Due to the growing economic and psychological distress in Gaza, an increasing number of Gaza residents who managed to obtain a permit to visit the West Bank for a few days have simply remained there. They often find work there and send help to their families in Gaza. The security establishment and the political echelon regard them as “illegal aliens,” even though the Oslo Accords stipulate that the Gaza Strip and the West Bank are a single territorial unit.
Over the past two years, the defense establishment has made leaving Gaza for medical treatment conditional on the return to the Strip of relatives who remained in the West Bank.
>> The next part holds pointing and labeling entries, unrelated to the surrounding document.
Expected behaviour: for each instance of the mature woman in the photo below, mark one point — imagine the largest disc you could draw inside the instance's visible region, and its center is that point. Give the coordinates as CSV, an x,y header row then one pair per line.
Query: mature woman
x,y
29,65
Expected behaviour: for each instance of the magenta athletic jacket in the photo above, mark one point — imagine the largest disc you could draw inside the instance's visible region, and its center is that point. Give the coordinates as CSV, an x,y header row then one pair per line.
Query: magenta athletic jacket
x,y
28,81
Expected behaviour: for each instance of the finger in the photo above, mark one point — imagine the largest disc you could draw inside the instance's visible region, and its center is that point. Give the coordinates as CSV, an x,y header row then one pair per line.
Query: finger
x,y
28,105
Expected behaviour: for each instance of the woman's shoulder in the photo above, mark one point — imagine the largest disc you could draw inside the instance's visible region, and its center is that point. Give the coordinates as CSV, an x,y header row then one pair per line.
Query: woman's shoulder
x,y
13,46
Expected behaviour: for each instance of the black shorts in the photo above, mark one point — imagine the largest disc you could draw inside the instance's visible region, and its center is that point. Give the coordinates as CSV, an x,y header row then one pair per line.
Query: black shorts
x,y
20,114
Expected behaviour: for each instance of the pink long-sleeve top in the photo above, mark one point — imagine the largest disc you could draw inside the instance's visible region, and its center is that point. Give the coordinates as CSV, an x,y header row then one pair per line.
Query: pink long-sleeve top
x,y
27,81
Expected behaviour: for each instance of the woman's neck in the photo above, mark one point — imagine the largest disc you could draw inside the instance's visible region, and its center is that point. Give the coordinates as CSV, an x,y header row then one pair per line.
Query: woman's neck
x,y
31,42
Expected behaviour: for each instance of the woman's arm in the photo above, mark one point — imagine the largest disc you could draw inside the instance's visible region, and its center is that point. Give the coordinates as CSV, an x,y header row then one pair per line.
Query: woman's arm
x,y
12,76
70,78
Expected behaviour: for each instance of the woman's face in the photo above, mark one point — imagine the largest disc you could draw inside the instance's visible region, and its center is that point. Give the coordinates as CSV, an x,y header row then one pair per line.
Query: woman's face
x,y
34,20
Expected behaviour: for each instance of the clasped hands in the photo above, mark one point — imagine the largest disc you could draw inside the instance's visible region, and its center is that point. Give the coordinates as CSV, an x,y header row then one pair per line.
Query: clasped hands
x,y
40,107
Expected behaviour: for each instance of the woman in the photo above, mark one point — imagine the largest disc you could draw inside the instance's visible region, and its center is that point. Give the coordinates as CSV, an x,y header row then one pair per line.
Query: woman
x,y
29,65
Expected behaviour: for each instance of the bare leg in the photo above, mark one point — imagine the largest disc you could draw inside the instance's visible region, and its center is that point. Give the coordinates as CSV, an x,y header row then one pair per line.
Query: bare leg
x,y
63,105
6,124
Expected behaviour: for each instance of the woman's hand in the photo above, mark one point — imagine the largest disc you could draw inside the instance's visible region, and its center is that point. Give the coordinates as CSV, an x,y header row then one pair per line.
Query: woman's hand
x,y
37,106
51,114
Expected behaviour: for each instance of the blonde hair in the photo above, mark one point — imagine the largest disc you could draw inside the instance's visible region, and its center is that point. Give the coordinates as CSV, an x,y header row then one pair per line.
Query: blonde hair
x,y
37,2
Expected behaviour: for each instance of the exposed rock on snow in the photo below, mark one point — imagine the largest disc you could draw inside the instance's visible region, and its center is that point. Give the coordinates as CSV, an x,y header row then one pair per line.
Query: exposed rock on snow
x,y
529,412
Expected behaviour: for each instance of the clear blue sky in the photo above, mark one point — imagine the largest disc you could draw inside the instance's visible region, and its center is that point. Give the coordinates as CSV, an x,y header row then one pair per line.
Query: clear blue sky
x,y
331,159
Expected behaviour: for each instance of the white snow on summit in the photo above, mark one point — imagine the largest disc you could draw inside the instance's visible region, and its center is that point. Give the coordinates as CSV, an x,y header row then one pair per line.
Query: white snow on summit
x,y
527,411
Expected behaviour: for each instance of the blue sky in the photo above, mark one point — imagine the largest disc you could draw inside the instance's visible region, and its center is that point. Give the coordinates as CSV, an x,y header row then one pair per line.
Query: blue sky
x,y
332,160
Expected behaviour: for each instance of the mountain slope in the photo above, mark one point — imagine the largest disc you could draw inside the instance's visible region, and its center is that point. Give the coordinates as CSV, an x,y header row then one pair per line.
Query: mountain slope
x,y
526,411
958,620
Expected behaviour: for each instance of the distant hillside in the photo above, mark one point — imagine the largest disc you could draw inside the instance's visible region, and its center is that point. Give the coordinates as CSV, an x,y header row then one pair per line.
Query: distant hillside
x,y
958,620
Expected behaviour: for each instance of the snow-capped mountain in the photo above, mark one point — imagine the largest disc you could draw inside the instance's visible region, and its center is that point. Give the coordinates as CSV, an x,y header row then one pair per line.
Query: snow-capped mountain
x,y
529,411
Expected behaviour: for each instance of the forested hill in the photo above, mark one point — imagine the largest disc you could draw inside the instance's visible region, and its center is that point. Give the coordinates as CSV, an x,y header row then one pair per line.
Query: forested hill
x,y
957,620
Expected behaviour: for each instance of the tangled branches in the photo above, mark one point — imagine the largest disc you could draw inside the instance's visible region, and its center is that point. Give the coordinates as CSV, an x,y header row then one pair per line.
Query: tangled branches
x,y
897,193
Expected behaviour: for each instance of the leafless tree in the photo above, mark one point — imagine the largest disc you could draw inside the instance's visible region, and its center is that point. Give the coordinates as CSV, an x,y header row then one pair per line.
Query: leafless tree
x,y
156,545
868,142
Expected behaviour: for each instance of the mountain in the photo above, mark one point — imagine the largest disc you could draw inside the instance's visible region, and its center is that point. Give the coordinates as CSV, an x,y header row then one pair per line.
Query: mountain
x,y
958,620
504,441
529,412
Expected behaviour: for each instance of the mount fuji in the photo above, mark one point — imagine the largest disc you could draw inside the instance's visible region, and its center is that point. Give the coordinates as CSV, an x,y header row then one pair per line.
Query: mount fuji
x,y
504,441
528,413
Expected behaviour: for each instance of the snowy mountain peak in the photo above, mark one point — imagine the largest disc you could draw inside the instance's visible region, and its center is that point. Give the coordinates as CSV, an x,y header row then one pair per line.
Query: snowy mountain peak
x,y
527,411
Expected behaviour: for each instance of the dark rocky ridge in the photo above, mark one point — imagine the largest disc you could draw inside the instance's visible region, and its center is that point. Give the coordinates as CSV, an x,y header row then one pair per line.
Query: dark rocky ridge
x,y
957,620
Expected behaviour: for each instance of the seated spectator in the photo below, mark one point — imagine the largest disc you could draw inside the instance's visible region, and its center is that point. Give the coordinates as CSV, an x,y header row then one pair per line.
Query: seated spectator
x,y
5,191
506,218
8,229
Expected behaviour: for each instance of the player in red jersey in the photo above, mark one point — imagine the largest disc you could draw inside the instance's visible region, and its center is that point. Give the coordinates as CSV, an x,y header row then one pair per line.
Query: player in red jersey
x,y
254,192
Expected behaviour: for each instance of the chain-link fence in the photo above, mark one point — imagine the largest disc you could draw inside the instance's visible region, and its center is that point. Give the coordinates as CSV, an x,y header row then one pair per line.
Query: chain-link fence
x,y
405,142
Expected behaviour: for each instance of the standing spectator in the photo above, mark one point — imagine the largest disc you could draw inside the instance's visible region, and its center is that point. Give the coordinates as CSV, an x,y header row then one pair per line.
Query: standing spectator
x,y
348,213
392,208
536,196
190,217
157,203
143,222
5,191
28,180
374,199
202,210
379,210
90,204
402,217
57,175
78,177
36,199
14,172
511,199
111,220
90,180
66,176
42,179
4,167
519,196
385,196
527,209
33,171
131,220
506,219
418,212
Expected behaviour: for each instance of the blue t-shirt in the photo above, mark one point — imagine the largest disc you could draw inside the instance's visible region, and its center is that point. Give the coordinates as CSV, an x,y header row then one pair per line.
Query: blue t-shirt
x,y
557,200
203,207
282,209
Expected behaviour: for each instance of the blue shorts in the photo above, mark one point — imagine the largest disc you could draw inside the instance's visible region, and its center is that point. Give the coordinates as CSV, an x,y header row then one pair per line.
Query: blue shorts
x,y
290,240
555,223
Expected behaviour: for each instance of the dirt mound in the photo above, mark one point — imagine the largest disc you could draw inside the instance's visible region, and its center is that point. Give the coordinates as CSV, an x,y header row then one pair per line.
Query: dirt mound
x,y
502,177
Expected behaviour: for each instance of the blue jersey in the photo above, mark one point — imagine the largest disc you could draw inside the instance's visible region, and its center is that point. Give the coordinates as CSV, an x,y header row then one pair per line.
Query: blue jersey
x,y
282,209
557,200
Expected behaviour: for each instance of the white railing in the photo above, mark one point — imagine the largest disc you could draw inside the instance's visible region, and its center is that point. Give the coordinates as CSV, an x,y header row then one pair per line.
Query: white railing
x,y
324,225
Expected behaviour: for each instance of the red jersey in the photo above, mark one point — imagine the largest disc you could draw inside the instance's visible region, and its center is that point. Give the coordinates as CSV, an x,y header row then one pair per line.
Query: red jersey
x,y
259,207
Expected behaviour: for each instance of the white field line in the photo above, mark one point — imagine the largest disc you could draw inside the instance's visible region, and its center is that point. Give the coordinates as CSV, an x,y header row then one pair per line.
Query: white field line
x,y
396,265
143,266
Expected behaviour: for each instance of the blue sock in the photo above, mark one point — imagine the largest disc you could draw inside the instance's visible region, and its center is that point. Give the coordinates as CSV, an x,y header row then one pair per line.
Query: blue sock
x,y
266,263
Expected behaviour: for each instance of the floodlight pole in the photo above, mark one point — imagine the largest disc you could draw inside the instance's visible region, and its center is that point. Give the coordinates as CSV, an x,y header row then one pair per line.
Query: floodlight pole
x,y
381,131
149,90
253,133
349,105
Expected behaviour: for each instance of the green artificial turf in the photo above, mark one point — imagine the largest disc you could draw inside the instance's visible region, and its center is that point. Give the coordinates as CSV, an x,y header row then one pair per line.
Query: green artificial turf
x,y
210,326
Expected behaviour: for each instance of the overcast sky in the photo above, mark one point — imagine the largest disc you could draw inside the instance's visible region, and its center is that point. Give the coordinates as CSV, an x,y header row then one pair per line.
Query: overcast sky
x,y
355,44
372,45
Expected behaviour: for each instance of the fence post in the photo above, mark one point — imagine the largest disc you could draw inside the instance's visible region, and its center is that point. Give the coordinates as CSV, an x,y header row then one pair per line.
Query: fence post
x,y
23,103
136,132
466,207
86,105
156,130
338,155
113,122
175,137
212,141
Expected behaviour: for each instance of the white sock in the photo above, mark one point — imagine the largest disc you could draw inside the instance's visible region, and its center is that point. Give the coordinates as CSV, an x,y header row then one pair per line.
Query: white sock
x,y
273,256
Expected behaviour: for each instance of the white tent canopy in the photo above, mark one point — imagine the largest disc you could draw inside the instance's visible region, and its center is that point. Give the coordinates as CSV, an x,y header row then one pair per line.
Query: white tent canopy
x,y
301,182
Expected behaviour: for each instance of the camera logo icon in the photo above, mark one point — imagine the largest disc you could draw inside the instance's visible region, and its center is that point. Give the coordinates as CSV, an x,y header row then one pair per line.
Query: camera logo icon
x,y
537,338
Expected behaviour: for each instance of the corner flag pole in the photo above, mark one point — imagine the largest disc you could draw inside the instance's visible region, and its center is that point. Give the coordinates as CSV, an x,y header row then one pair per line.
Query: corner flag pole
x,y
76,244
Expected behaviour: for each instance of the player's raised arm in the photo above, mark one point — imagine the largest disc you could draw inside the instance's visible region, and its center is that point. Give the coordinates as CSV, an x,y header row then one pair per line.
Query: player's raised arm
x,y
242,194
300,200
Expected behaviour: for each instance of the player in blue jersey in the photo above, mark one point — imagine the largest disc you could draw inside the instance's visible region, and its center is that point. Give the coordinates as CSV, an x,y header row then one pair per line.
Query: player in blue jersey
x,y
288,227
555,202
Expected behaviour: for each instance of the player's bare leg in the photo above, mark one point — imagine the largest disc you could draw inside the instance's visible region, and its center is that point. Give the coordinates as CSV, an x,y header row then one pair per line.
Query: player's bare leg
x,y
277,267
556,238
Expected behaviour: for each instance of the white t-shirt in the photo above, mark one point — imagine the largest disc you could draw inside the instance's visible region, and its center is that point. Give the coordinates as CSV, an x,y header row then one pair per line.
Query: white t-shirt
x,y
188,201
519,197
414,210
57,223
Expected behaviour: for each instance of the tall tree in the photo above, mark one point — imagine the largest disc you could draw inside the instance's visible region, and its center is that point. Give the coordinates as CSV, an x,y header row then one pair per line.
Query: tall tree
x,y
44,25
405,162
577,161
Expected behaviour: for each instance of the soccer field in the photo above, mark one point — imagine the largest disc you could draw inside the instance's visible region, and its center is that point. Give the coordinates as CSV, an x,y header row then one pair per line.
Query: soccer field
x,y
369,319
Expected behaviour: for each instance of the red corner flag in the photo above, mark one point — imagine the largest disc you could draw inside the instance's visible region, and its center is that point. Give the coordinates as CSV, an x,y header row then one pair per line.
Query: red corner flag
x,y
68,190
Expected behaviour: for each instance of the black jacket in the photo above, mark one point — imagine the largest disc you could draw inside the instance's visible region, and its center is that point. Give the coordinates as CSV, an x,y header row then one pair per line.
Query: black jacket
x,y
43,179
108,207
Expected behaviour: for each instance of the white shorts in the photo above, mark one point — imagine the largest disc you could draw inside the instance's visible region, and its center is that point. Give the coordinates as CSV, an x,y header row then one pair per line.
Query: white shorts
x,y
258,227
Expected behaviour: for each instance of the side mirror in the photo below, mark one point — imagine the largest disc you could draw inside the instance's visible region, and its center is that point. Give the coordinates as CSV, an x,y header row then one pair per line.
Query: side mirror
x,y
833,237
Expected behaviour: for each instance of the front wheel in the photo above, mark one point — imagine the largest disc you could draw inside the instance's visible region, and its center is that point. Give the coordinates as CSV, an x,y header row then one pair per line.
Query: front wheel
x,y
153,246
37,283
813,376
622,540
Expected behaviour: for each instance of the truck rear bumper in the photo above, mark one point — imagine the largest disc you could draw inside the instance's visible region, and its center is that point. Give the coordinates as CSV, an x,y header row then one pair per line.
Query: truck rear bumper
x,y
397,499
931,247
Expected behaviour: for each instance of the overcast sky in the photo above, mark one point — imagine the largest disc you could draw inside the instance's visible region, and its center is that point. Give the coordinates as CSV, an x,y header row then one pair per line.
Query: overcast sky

In other words, the defense establishment, which is concerned about the collapse of the Palestinian health system, is making it even more difficult for that health system by forcing it to treat patients with resources it doesn’t have, and forcing its doctors to watch their patients deteriorate because they cannot help them.
“For a long time we’ve been warning that the health services in Gaza are collapsing and it’s clear to all that Gaza could not withstand another war,” PHR-Israel says. “And yet, when we demand that patients be allowed to leave, we are in many cases told that the request is not approved because treatment is available in the hospitals there. Now the defense establishment is finally acknowledging reality.”
Over this past weekend, six volunteer doctors from PHR-Israel performed some 30 complex operations in Gaza hospitals suffering from shortages. These Palestinian doctors are Israeli citizens who hold senior positions at Rambam, Hasharon, Hacarmel and Shaare Zedek medical centers. Three other volunteers from PHR-Israel – a family doctor, a pediatrician and a psychologist – treated hundreds of other patients.
For the past 11 years, volunteers from the organization have been entering the Strip once a month and spending a few days operating and treating patients round the clock. On every visit they bring medical equipment, the tools they need to perform surgery, prostheses for gunshot victims, insulin for diabetics, Clexane for blood thinning and other costly drugs for many patients. This time the group brought around $90,000 worth of drugs and equipment, most of which was donated by Palestinian civil society groups in Israel.
“More than the patients talk about their physical condition, they speak about the psychological and economic difficulty of living as prisoners in the closed Strip,” the delegation coordinator, Salah Haj Yihye, told Haaretz. “The doctors in Gaza are good,” he said, “but they do not have permits to leave the Strip for advanced training, they do not have the necessary equipment, the electricity supply is spotty, and they get only a partial salary. There are doctors who don’t have the money to get to work. They have pressure unlike the pressure in any hospital in the world.” That’s why Gaza needs this help, even though the help is only a drop in the bucket for Gaza’s poverty-stricken society.
The Gaza health system’s financial difficulties cannot be disconnected from the Strip’s poverty, and its poverty cannot be disconnected from its main cause; the denial of freedom of movement to Gaza’s residents. This has led production in Gaza to drop to a minimum. This policy began before Hamas seized power in the Strip, and intensified after the 2005 disengagement, when thousands of laborers were no longer permitted to work in Israel. The rehabilitation of Gaza’s health system will not be possible unless freedom of movement and the ability to earn a decent living are restored to its residents.